Machine learning(ML) has the ability to extract meaningful insights from raw data to solve complex, data-rich business problems quickly and accurately. ML algorithms learn from data iteratively and detect hidden patterns and insights with having the need to be explicitly programmed. ML is progressing at an increasingly rapid pace and is being supplemented and supported by various new computing technologies.
Businesses use ML to enhance scalability and to improve business operations. Artificial intelligence tools and various ML algorithms have experienced incredible popularity in the field of business analytics. Growing volumes of data, easy availability of data, cheaper and faster computational processing and affordable data storage are some of the
key factors that have led to a major machine learning popularity. As a result, organizations are becoming more and more dependent on machine learning applications and how they can be implemented in their own business processes.
10 Business Benefits of Machine Learning
Machine learning enables businesses to extract meaningful information and insights by finding patterns from huge sets of raw data. When it is implemented correctly, ML can be an ideal solution to many of the business’s complex problems as well as informing them about future customer behavior.
Here are some of the key benefits of Machine Learning and how it can help a business:
1.Customer Lifetime Value Prediction
Some of the major challenges faced by marketers today are customer lifetime value prediction and customer segmentation. Companies can effectively derive meaningful business insights from the huge amounts of data that they collect or have access to. Machine learning and data mining help businesses to predict customer behavior, their purchasing patterns and accordingly suggest sending the best possible offers to specific customers according to their browsing and purchase history.
Most manufacturing companies conduct regular preventive and corrective maintenance practices, which are expensive and quite often, inefficient. With the implementation of ML, however, companies in this particular sector can discover meaningful insights and patterns hidden within their factory data. This is called predictive maintenance as it helps to reduce risks associated with unexpected failures and reduces any unnecessary expenses. ML architecture can be made using the companies historical data, flexible analysis environment, workflow visualization tools and the feedback loop.
3.Eliminates Manual Data Entry
Replicated and inaccurate data are part of the biggest problems faced by businesses today. By using predictive modeling algorithms and ML, companies can markedly avoid any errors caused by entering data manually. ML programs ensure that these processes become better by using existing data. As a result, the employees are freed up from doing manual data entry and can carry out tasks that create more value for the business.
ML is also particularly useful in identifying spam. Earlier, email service providers used pre-existing, rule-based techniques to identify and filter out spam. However, spam filters are now being created under new rules by using neural networks to detect spam and phishing messages.

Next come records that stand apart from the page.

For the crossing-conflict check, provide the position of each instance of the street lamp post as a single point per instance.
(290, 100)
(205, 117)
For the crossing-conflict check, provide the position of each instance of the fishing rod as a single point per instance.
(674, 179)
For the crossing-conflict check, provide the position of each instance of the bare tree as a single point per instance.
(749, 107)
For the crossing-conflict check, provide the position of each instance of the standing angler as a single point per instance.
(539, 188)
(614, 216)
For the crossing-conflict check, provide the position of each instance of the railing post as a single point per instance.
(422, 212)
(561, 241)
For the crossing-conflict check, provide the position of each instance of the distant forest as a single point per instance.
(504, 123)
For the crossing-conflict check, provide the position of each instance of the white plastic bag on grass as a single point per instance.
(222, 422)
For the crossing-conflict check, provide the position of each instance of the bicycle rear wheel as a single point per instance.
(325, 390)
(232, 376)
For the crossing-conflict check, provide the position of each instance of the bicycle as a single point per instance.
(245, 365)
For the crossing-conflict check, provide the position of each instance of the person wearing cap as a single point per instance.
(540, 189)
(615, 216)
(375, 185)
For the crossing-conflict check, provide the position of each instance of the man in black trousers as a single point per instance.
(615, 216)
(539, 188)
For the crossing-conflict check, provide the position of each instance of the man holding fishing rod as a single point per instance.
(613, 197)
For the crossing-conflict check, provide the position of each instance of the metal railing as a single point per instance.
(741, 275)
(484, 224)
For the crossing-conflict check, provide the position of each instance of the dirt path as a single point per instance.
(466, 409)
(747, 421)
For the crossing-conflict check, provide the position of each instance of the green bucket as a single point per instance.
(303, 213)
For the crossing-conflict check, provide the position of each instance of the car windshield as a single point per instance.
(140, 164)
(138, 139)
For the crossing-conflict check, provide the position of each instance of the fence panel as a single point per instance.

The development of product based recommendation systems is enhanced by machine learning. Most e-commerce websites rely on machine learning for creating product recommendations. ML algorithms utilize the purchase history of the customer and match it with the products in their inventory to find hidden patterns and bunch similar products together. These products then get suggested to the customer, thus prompting them to purchase these products.
As machine learning uses large volumes of quantitative and accurate historical data, it can also be used in financial analysis. Many finance firms already use ML for portfolio management, algorithmic trading, loan underwriting and also fraud detection. In the future, we can expect ML applications for finance to include chatbots and other AI-based conversational interfaces to create better security, customer service and sentiment analysis.
Sometimes referred to as computer vision, image recognition has the ability to attain numeric and symbolic information from images and other such high dimensional data. This process involves the use of data mining, pattern recognition, database knowledge discovery and machine learning. ML is an integral aspect of image recognition and has found many applications in various industries like healthcare, automobiles, etc.
Medical diagnosis has also been improved by using machine learning. Several healthcare organizations use ML’s ability to improve patient’s health and reduce overall healthcare costs. This is accomplished using superior diagnostic tools and effective treatment plans. The applications of ML in healthcare are creating an accurate diagnosis, predict readmissions, recommend suitable medicines and detect high-risk patients. Such diagnosis and insights are achieved by using patient records and data sets as well as the patient’s symptoms.
9.Improving Cyber Security
Many organizations use machine learning to increase their cybersecurity. ML allows new generation software providers to build better technologies that possess the ability to quickly and effectively detect unknown threats.
10.Increasing Customer Satisfaction
Machine learning can also improve customer loyalty as well as creating a superior customer experience. ML uses the customer’s call records to analyze behavior and according to their client’s requirements, assigns the customer to the most suited customer service executive. This significantly reduces the cost and time spent in managing customer relationships. As a result, many major organizations are currently using predictive algorithms to give product suggestions to customers that will suit their needs.